Di zaman modern, budaya harakiri masih kental meski dalam konteks yang berbeda.  Di tahun 2010, Yukio Hatoyama, yang ketika itu menjabat sebagai Perdana Menteri, mengundurkan diri setelah popularitasnya menurun drastis karena keputusan mempertahankan pangkalan militer Amerika Serikat di Okinawa.
Makna Harakiri pada Zaman Dahulu dan Sekarang di Jepang

Karena merasa gagal di mata masyarakat, Yukio Hatoyama memilih mengundurkan diri meski baru menjabat sebagai Perdana Menteri selama sembilan bulan. Banyak yang menilai hal ini adalah “hara-kiri” meski dengan cara yang berbeda.
Naoto Kan yang dipilih sebagai penggantinya juga melakukan “harakiri” pada 26 Agustus 2011. Alasannya pun sama karena ia merasa gagal. Saat itu Jepang dilanda krisis nuklir pasca gempa besar dan tsunami yang melanda negeri Sakura tersebut.
Tidak lama berselang, Menteri Industri Yoshio Hachiro mengundurkan diri setelah menyebut daerah sekitar Pembangkit Listrik Tenaga Nuklir (PLTN) Fukushima sebagai “kota kematian”. Hal yang membuat ia mendapatkan kecaman dan lengser dari jabatan yang baru dipangkunya selama delapan hari.

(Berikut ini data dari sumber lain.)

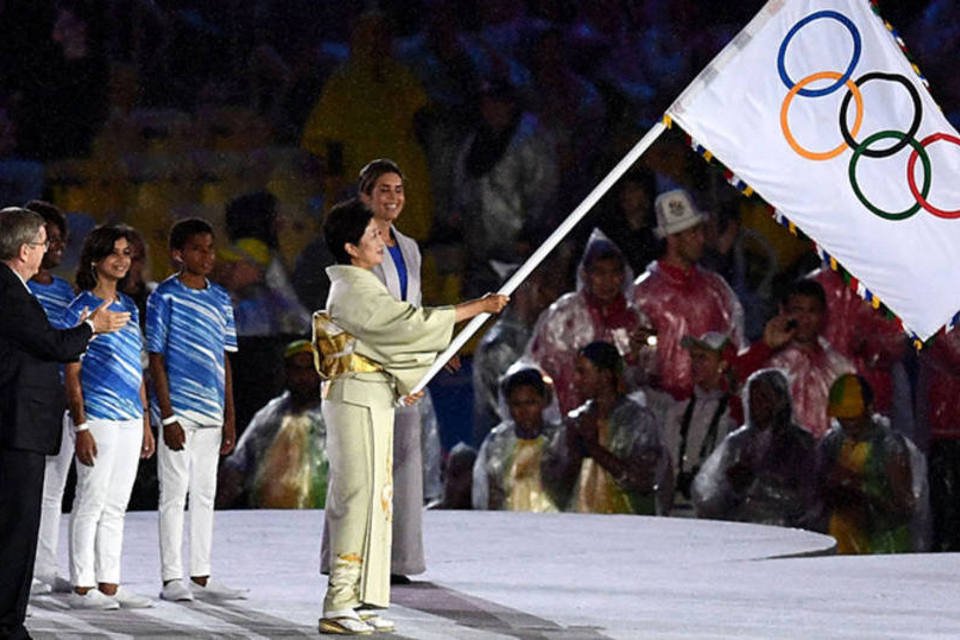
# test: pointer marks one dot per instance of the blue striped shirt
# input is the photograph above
(54, 298)
(110, 371)
(191, 329)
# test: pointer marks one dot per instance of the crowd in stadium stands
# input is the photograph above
(680, 353)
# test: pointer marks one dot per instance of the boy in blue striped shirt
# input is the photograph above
(190, 327)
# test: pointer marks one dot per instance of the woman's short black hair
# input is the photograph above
(604, 356)
(96, 246)
(185, 229)
(524, 378)
(345, 223)
(372, 172)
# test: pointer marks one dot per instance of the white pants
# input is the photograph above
(54, 480)
(103, 491)
(193, 469)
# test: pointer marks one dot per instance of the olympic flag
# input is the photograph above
(816, 107)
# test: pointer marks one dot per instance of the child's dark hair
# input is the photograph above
(604, 356)
(183, 230)
(809, 289)
(602, 250)
(372, 172)
(98, 245)
(524, 378)
(345, 223)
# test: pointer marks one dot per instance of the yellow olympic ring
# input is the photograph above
(785, 109)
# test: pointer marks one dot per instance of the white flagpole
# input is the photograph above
(544, 250)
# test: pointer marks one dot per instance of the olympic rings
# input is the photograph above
(841, 78)
(902, 139)
(914, 126)
(917, 150)
(798, 88)
(922, 198)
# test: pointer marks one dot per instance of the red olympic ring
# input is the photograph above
(940, 213)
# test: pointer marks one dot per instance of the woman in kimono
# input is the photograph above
(381, 187)
(372, 350)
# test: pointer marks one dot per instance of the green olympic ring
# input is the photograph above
(862, 148)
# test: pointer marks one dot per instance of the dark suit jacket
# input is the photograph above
(32, 399)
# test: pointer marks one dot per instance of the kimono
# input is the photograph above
(682, 303)
(632, 434)
(372, 349)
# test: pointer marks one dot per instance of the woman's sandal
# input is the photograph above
(345, 626)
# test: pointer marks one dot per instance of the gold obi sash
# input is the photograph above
(335, 354)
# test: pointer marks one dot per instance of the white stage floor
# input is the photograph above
(545, 577)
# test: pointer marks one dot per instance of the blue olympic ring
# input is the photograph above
(842, 80)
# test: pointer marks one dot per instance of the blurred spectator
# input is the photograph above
(505, 176)
(608, 456)
(309, 278)
(747, 262)
(507, 474)
(267, 311)
(367, 110)
(598, 310)
(938, 388)
(254, 216)
(801, 350)
(682, 298)
(864, 475)
(53, 292)
(694, 427)
(64, 100)
(876, 346)
(281, 460)
(136, 285)
(504, 342)
(764, 471)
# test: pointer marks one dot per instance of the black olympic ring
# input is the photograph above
(911, 132)
(862, 149)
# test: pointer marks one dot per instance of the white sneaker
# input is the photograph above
(55, 582)
(176, 591)
(93, 599)
(38, 588)
(129, 600)
(216, 591)
(373, 619)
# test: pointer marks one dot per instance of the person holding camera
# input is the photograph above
(694, 427)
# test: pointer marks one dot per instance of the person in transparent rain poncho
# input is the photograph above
(507, 474)
(872, 480)
(281, 459)
(607, 457)
(764, 471)
(597, 310)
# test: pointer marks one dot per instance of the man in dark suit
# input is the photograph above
(31, 403)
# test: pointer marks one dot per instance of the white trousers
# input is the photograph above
(54, 480)
(191, 470)
(103, 491)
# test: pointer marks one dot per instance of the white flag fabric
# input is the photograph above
(816, 107)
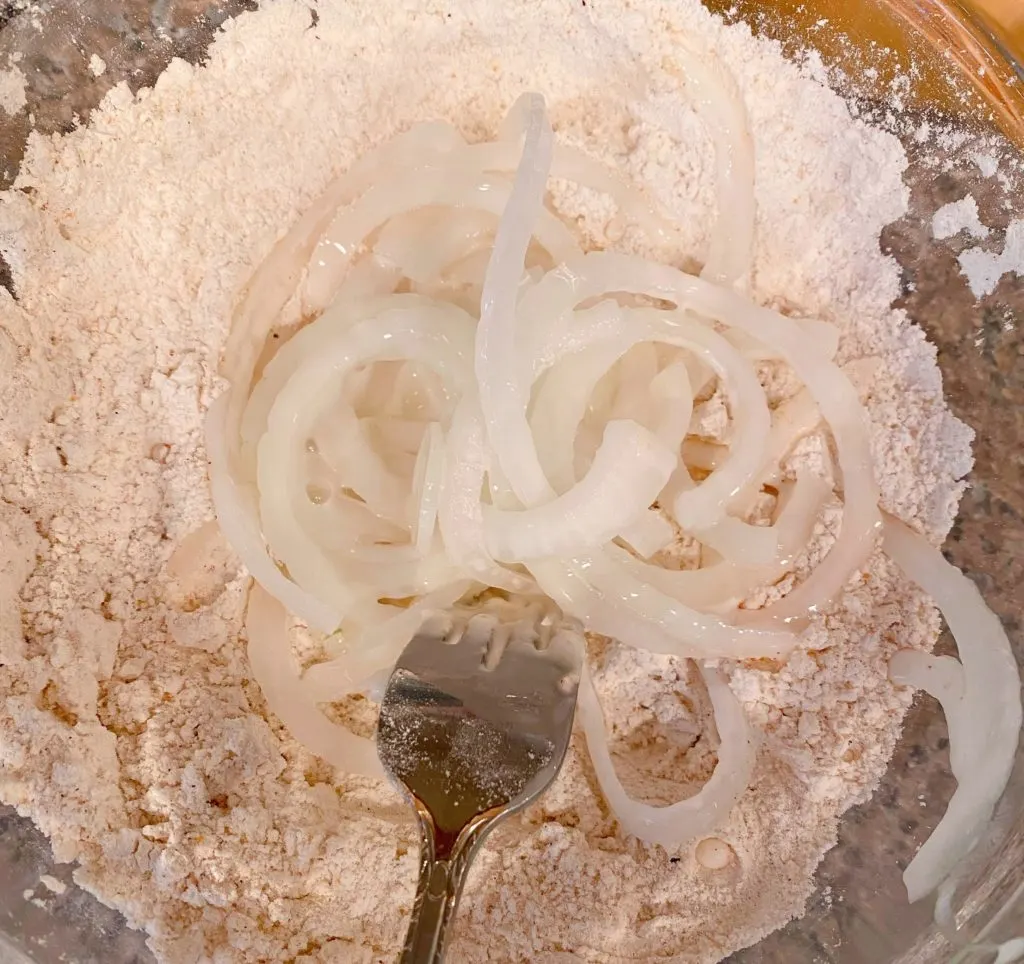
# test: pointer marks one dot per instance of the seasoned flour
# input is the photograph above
(130, 730)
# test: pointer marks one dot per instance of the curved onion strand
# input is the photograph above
(984, 722)
(675, 825)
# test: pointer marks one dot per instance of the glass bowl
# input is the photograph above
(912, 66)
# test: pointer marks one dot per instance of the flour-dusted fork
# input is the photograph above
(474, 725)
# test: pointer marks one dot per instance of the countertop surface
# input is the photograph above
(860, 909)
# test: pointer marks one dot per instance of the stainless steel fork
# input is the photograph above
(473, 726)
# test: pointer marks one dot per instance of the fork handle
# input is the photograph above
(437, 892)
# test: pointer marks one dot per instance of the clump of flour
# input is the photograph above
(131, 731)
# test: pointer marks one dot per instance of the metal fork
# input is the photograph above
(473, 726)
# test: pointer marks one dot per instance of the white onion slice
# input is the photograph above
(560, 406)
(273, 669)
(274, 282)
(460, 513)
(675, 825)
(600, 273)
(503, 397)
(631, 468)
(984, 723)
(369, 650)
(609, 600)
(235, 504)
(424, 187)
(427, 487)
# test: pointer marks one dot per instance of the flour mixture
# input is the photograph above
(131, 730)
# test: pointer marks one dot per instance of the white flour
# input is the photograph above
(950, 219)
(131, 732)
(983, 269)
(12, 90)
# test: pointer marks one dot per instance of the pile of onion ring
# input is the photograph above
(465, 400)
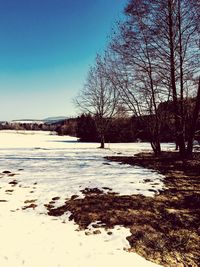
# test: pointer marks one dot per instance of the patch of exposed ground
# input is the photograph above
(164, 229)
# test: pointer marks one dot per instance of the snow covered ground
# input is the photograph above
(44, 166)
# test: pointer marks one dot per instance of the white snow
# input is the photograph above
(48, 166)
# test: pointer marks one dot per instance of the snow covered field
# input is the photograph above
(45, 166)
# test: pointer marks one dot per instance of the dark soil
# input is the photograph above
(165, 228)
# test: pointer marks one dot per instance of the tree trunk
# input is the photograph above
(156, 147)
(102, 141)
(194, 122)
(178, 124)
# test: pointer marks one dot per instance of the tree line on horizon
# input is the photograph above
(152, 59)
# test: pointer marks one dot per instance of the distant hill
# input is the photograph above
(55, 119)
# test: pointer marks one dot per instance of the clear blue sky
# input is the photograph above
(46, 47)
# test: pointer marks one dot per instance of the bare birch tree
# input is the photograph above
(98, 98)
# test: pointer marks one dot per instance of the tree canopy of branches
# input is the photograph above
(98, 98)
(158, 50)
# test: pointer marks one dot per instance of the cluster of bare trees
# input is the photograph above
(153, 57)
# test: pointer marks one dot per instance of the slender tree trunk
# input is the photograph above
(179, 129)
(194, 122)
(102, 141)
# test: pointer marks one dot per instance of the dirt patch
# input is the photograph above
(165, 228)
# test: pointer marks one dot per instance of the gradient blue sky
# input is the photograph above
(46, 47)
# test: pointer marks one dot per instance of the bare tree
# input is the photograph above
(98, 98)
(159, 44)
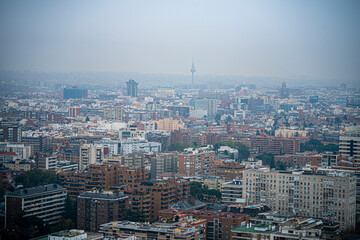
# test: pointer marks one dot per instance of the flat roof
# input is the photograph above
(35, 190)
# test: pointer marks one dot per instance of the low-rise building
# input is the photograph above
(45, 202)
(98, 207)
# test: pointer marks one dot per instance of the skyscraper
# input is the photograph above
(192, 70)
(132, 88)
(284, 92)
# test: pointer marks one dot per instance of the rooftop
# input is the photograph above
(257, 228)
(35, 190)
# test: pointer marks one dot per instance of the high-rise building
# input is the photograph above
(350, 147)
(113, 114)
(46, 162)
(132, 88)
(284, 92)
(75, 92)
(45, 202)
(330, 196)
(99, 207)
(192, 70)
(11, 133)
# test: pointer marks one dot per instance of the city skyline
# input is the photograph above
(262, 39)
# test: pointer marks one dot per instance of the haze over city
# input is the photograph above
(268, 39)
(181, 120)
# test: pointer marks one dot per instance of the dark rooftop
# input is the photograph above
(106, 195)
(35, 190)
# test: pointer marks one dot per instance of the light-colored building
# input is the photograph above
(350, 147)
(196, 162)
(46, 162)
(90, 154)
(193, 229)
(113, 114)
(164, 162)
(330, 196)
(137, 145)
(168, 124)
(285, 132)
(231, 192)
(23, 151)
(45, 202)
(18, 165)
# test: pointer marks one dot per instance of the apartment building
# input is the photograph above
(350, 147)
(46, 162)
(99, 207)
(275, 145)
(164, 193)
(330, 196)
(196, 162)
(161, 231)
(138, 145)
(90, 154)
(46, 202)
(229, 170)
(22, 151)
(113, 114)
(219, 224)
(298, 159)
(164, 162)
(168, 124)
(232, 191)
(101, 176)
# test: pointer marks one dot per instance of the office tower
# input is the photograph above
(350, 147)
(192, 70)
(99, 207)
(330, 196)
(113, 114)
(90, 154)
(74, 111)
(132, 88)
(163, 162)
(75, 92)
(196, 162)
(45, 202)
(284, 92)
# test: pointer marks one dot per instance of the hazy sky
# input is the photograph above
(253, 38)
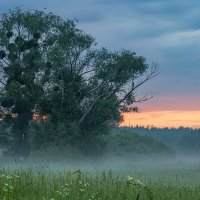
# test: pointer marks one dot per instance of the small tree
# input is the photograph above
(49, 66)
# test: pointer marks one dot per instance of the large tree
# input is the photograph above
(50, 67)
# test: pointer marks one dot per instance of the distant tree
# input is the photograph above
(49, 66)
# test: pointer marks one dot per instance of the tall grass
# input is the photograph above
(75, 185)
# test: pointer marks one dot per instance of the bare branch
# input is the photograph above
(153, 73)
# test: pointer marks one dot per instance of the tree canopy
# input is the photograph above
(50, 67)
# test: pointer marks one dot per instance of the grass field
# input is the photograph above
(43, 182)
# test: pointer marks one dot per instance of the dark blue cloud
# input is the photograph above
(165, 32)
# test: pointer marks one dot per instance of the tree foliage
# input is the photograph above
(50, 67)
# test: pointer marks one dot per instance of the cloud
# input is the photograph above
(165, 32)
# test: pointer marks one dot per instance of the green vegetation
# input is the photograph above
(51, 69)
(107, 185)
(181, 140)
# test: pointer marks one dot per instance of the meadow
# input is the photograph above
(59, 181)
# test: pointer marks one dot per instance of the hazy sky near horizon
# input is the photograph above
(165, 32)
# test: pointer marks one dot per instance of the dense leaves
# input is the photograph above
(50, 67)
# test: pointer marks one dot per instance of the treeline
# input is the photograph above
(182, 139)
(57, 88)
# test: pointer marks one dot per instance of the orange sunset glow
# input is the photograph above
(168, 111)
(163, 119)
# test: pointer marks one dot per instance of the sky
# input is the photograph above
(166, 33)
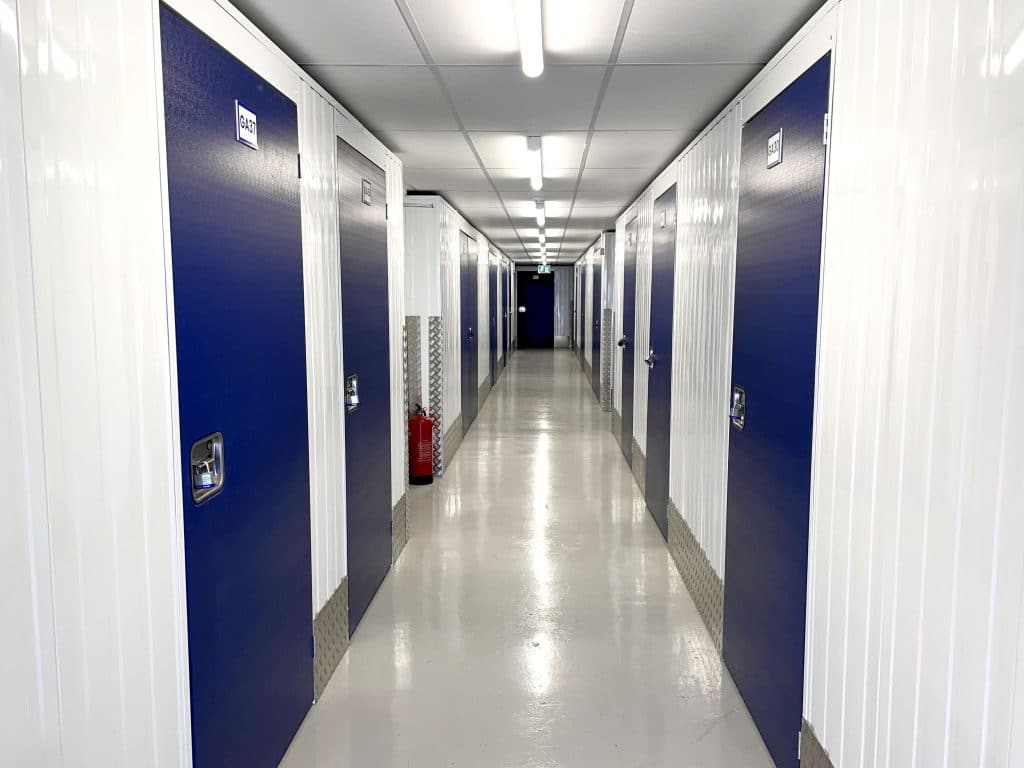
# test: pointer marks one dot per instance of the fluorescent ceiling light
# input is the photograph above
(527, 19)
(535, 163)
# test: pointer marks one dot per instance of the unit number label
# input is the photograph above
(245, 126)
(775, 150)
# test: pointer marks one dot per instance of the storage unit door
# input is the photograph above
(470, 331)
(626, 342)
(663, 270)
(237, 268)
(537, 322)
(493, 305)
(368, 376)
(782, 171)
(595, 345)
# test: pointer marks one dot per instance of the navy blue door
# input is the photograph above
(663, 271)
(626, 343)
(237, 265)
(773, 360)
(366, 351)
(537, 324)
(595, 341)
(470, 332)
(494, 304)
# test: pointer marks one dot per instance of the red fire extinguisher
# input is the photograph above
(421, 449)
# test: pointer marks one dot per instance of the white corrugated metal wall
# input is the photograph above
(395, 194)
(645, 235)
(914, 641)
(325, 367)
(30, 710)
(706, 264)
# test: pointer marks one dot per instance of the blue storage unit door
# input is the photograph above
(595, 339)
(237, 266)
(470, 331)
(366, 337)
(781, 193)
(537, 323)
(626, 342)
(663, 280)
(493, 305)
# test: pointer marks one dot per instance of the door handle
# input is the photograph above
(737, 408)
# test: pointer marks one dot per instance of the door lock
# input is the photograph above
(206, 460)
(352, 393)
(737, 409)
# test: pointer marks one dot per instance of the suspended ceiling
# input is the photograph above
(627, 84)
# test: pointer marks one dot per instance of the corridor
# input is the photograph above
(536, 617)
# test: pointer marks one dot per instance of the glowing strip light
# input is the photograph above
(528, 24)
(535, 163)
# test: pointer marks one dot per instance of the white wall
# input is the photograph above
(701, 355)
(914, 654)
(325, 364)
(105, 390)
(30, 708)
(94, 564)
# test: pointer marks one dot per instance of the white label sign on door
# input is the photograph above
(245, 126)
(775, 150)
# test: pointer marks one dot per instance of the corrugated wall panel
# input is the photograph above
(396, 297)
(706, 261)
(616, 306)
(30, 708)
(482, 310)
(452, 313)
(914, 651)
(105, 378)
(645, 235)
(325, 367)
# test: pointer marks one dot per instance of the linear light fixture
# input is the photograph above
(527, 19)
(535, 163)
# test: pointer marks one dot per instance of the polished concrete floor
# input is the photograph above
(536, 617)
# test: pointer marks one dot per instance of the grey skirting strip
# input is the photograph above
(639, 467)
(812, 754)
(330, 637)
(702, 583)
(399, 527)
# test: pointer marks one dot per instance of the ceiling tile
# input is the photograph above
(706, 31)
(468, 33)
(677, 97)
(336, 32)
(501, 98)
(388, 98)
(446, 179)
(431, 148)
(559, 151)
(580, 31)
(649, 150)
(610, 187)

Tadahiro Matsushita, Menteri Jasa Keuangan, bahkan melakukan harakiri tradisional ketika ia ditemukan bunuh diri pada 11 September 2011. Harian Mainichi Shinbun melaporkan jika ia bunuh diri karena skandal perselingkuhan. Mungkin karena merasa malu, Tadahiro Matsushita memutuskan untuk mengakhiri hidupnya.
Budaya dan tradisi suatu bangsa yang sudah mengakar memang sangat sulit untuk dihilangkan. Meski sekarang dilakukan dengan cara yang berbeda, harakiri nampaknya akan selalu ada di Jepang.